As I grew older, I spent countless hours painting in solitude. I began with oil on canvas, later moving toward watercolor and, eventually, photography. Over time, my artistic language evolved into an inquiry into light, perception, time, and the invisible structures through which meaning emerges in visual experience.
Living in New York marked a decisive turning point. Immersed in its contemporary art ecosystem—through my involvement with the Whitney Museum and my regular presence in galleries and institutions—I became acutely aware of the tension between institutional narratives and the fragile, often private, origins of artistic creation. I observed how aesthetic languages are shaped, elevated, circulated, and sometimes transformed by the systems that support them.
Art has always possessed the power to move, disturb, console, and endure. Yet not every work speaks to every viewer. This fundamental tension—between experience and reception, intention and interpretation—became the origin of a persistent question that continues to accompany my practice: What makes art meaningful today?
I approach this question from a humanist perspective. I believe that art, beyond form and innovation, carries an ethical and existential responsibility: to question, to connect, and to leave a perceptible trace within our shared cultural consciousness. At the same time, my education in law, economics, and institutional systems has made me lucidly aware of the forces that shape artistic visibility, circulation, and value. The paradox between sincerity and spectacle, between inner necessity and external validation, lies at the heart of my current project, "On Meaning".
"On Meaning" is not conceived as a rejection of institutions, but as a space of reflection within them. Through collage, recontextualized photography, and conceptual assemblages, the project examines the systems—historical, economic, and symbolic—through which artistic meaning is constructed and negotiated today. Rather than mocking the art world, it seeks to understand its mechanisms from within, and to question how artistic integrity may endure in a globalized and commercial landscape.
By juxtaposing images, symbols, and fragments of artistic discourse, the work navigates the fragile boundary between reverence and irony. It asks whether contemporary art, in its pursuit of constant innovation and visibility, risks drifting away from the human, spiritual, and ethical dimensions that once gave it depth.
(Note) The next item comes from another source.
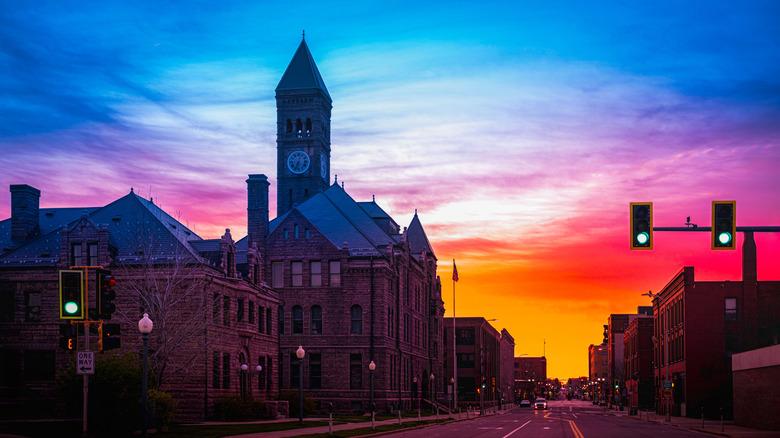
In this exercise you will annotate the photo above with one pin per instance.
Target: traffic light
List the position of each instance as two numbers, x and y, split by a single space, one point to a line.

These questions are posed not as accusations, but as invitations to reopen dialogue.
Ultimately, "On Meaning" proposes a pause. A moment of suspension within the accelerated circulation of images and meanings. It invites viewers to look again—more slowly, more attentively—and to rediscover art’s capacity to illuminate rather than obscure. Situated at the intersection of perception and critique, concept and emotion, market and meaning, the project affirms art as a space of encounter: between image and idea, artist and viewer, world and interior life.